Un ruolo importante, nelle indagini e negli arresti, l’hanno svolto le colleghe di Paola Clemente, che hanno rotto il muro della paura e dell’omertà e hanno raccontato le condizioni di sfruttamento nei campi (come ha scritto anche Susanna Camusso sull’Unità). “Donne di grande coraggio – commenta Gesmundo – alle quali va il riconoscimento, non solo della nostra organizzazione, ma di tutti i lavoratori e le lavoratrici”. Ma se “tutti svolgono il proprio ruolo” - prosegue – dalle istituzioni al sistema dei controlli, ma anche nell’applicazione del sistema contrattuale, “possiamo aiutare lavoratori e lavoratrici a non assoggettarsi ai caporali”, ma “c’è bisogno di azioni concrete”.

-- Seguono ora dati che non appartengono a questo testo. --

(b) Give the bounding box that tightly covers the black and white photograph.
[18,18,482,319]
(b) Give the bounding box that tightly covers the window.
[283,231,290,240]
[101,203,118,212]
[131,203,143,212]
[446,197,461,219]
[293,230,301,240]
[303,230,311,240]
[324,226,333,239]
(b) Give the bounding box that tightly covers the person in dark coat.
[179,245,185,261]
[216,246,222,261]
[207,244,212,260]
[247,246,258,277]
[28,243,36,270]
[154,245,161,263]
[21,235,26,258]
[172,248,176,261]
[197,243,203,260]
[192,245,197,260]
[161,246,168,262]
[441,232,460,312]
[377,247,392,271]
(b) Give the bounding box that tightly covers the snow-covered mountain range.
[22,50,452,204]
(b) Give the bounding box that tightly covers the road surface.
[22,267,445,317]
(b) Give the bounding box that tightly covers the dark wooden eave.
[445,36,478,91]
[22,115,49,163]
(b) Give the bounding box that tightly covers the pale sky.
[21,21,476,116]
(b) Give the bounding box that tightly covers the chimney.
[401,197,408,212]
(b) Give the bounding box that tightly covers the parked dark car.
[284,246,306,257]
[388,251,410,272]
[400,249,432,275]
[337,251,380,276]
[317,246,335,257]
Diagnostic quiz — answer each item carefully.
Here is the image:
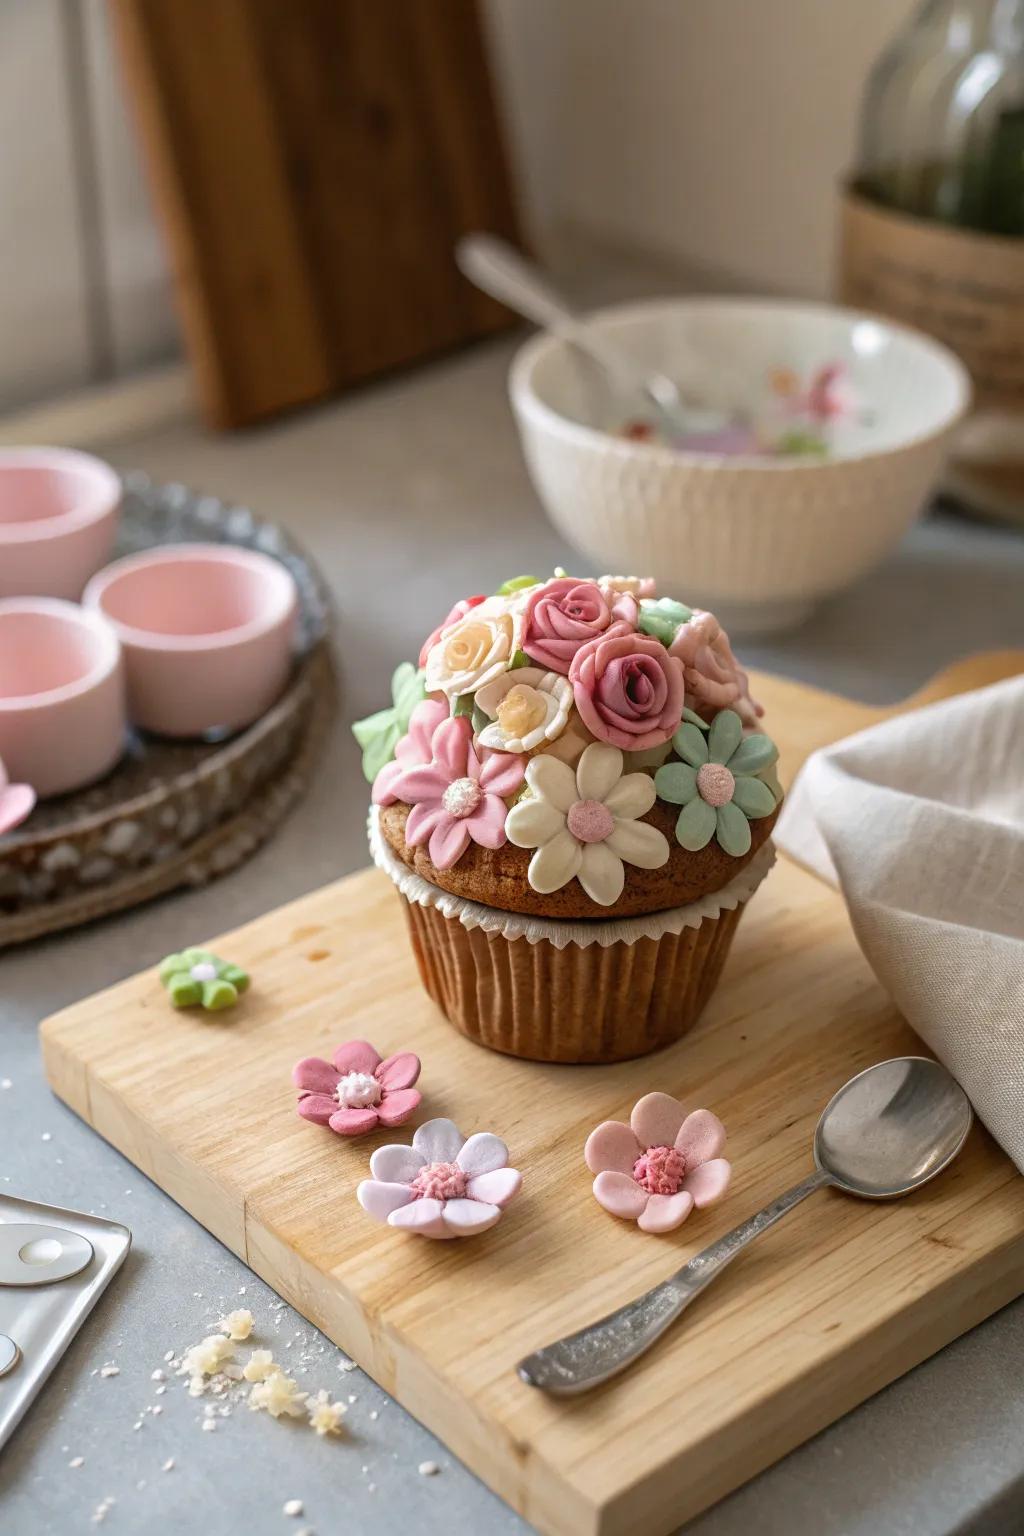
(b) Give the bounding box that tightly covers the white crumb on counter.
[68,1457,84,1469]
[418,1460,440,1477]
[99,1364,119,1378]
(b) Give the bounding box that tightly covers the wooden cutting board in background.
[111,0,520,428]
[40,656,1024,1536]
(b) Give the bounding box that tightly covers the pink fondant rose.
[569,631,684,752]
[387,715,526,870]
[521,577,637,675]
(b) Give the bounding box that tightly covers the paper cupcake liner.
[369,810,776,1064]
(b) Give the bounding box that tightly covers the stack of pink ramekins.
[0,448,298,832]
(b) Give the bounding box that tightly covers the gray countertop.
[2,336,1024,1536]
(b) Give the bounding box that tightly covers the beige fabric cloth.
[776,675,1024,1173]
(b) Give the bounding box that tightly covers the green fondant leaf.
[497,575,539,595]
[359,721,401,784]
[471,704,491,736]
[638,597,693,647]
[673,722,710,768]
[708,709,743,766]
[351,705,396,749]
[509,649,533,670]
[391,662,427,725]
[654,761,698,806]
[731,775,777,819]
[757,764,784,805]
[727,733,778,775]
[452,693,475,718]
[681,707,710,730]
[716,801,752,856]
[676,797,716,851]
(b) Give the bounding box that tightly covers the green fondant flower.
[159,949,250,1011]
[351,663,427,784]
[496,574,539,596]
[637,596,693,647]
[654,709,778,857]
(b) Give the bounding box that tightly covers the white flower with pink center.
[585,1092,732,1234]
[357,1118,522,1239]
[504,741,669,906]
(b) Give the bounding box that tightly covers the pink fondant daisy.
[385,716,526,870]
[357,1118,522,1239]
[584,1092,731,1234]
[292,1039,421,1136]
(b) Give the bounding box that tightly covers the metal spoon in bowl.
[517,1057,972,1395]
[455,233,728,443]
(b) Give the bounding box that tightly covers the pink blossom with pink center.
[521,577,638,675]
[371,697,449,807]
[292,1039,422,1136]
[569,631,685,752]
[357,1118,522,1240]
[417,594,487,669]
[385,715,525,870]
[584,1092,731,1234]
[668,610,763,728]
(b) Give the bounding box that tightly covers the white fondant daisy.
[474,667,573,753]
[504,743,669,906]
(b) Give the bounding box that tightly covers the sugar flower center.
[411,1160,467,1201]
[442,777,482,819]
[335,1070,381,1109]
[696,762,735,808]
[496,684,547,737]
[566,798,614,844]
[189,961,218,983]
[633,1144,686,1195]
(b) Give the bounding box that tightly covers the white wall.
[485,0,921,298]
[0,1,921,412]
[0,0,177,413]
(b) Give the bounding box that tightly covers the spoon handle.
[517,1168,831,1395]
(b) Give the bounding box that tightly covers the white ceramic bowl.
[510,298,971,632]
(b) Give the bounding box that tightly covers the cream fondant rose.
[426,607,518,702]
[475,667,573,753]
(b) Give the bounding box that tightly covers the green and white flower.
[654,709,778,857]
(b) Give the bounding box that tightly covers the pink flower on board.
[372,696,449,807]
[0,753,35,836]
[293,1039,421,1136]
[521,577,638,675]
[569,631,685,752]
[385,715,525,870]
[357,1117,522,1239]
[417,594,487,669]
[584,1092,731,1233]
[668,611,763,728]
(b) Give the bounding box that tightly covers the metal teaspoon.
[518,1057,973,1395]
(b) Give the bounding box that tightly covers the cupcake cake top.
[356,573,781,917]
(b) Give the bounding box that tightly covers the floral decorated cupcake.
[356,574,781,1063]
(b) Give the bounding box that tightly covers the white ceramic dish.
[510,298,971,632]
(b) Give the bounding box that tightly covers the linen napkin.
[775,674,1024,1172]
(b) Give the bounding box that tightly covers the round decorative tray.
[0,473,337,948]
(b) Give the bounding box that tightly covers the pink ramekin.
[0,447,122,600]
[82,543,299,738]
[0,598,126,798]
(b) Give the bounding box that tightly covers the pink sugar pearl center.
[442,776,482,819]
[411,1161,467,1201]
[566,798,614,844]
[633,1144,686,1195]
[696,762,735,808]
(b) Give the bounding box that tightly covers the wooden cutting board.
[111,0,519,428]
[40,655,1024,1536]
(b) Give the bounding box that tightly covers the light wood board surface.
[40,654,1024,1536]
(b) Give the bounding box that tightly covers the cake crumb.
[41,1132,52,1142]
[202,1418,217,1433]
[0,1079,12,1089]
[418,1461,440,1477]
[91,1496,115,1525]
[162,1459,175,1473]
[283,1500,304,1518]
[151,1368,166,1382]
[69,1457,84,1469]
[99,1364,119,1378]
[163,1350,174,1363]
[219,1308,254,1341]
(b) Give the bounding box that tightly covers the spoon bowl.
[815,1056,972,1199]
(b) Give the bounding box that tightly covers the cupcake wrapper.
[369,810,775,1063]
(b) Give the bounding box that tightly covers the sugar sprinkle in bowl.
[510,297,971,633]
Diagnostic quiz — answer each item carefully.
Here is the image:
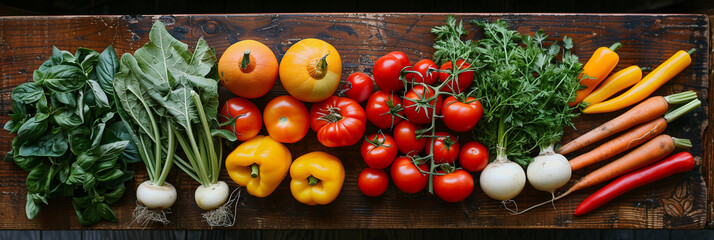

Il settore più problematico, quando si parla di caporalato e sfruttamento in Puglia, è senza dubbio quello agroalimentare. Proprio dalla filiera emerge il tema della responsabilità delle aziende, che dovrebbero impegnarsi nel portare dai campi alla tavola merci eticamente pulite, cibo prodotto con lavoro dignitoso. Osserva Gesmundo: “Il settore agroalimentare in Puglia è fondamentale per l’economia del nostro territorio, ma si continua ad abbassare il costo del prodotto infierendo soprattutto sui diritti e sui salari dei lavoratori, con il ricatto occupazionale. La magistratura per fortuna interviene. La Corte di appello di Bari è intervenuta costantemente rispetto al fenomeno dello sfruttamento, mentre le aziende tendono a minimizzare. E’ ovvio che bisogna cambiare rotta. Stiamo lavorando perché le aziende agricole provino a mettere in piedi attività e iniziative che sconfiggano degenerazioni e corruzione, e incentivino la qualità e l’eticità dei prodotti. Abbiamo lanciato una serie di campagne per selezionare i prodotti sani, non macchiati dallo sfruttamento. Occorre costruire e alimentare un sistema di rete”.

Gesmundo segnala poi le “difficoltà dei sistemi ispettivi nel mettere risorse economiche e umane, a causa dei tagli di spesa. Ma il sindacato ha chiesto alle prefetture di intervenire nei tavoli aperti, ha sottoscritto diversi protocolli e ha invitato la Prefettura di Bari ad aprire un tavolo permanente per monitorare il fenomeno dello sfruttamento e del caporalato”.

Un’ultima battuta, infine, sulla degenerazione del sistema di voucher e appalti, contro il quale – osserva Gesmundo – in Puglia “stiamo combattendo una battaglia da anni. Non è un caso che la Puglia sia stata una delle regioni che hanno raccolto il maggior numero di firme per i nostri referendum e per la Carta dei diritti. Tutta la nostra organizzazione sta lavorando in maniera seria e convinta. Dal Mezzogiorno può venire una risposta importante”.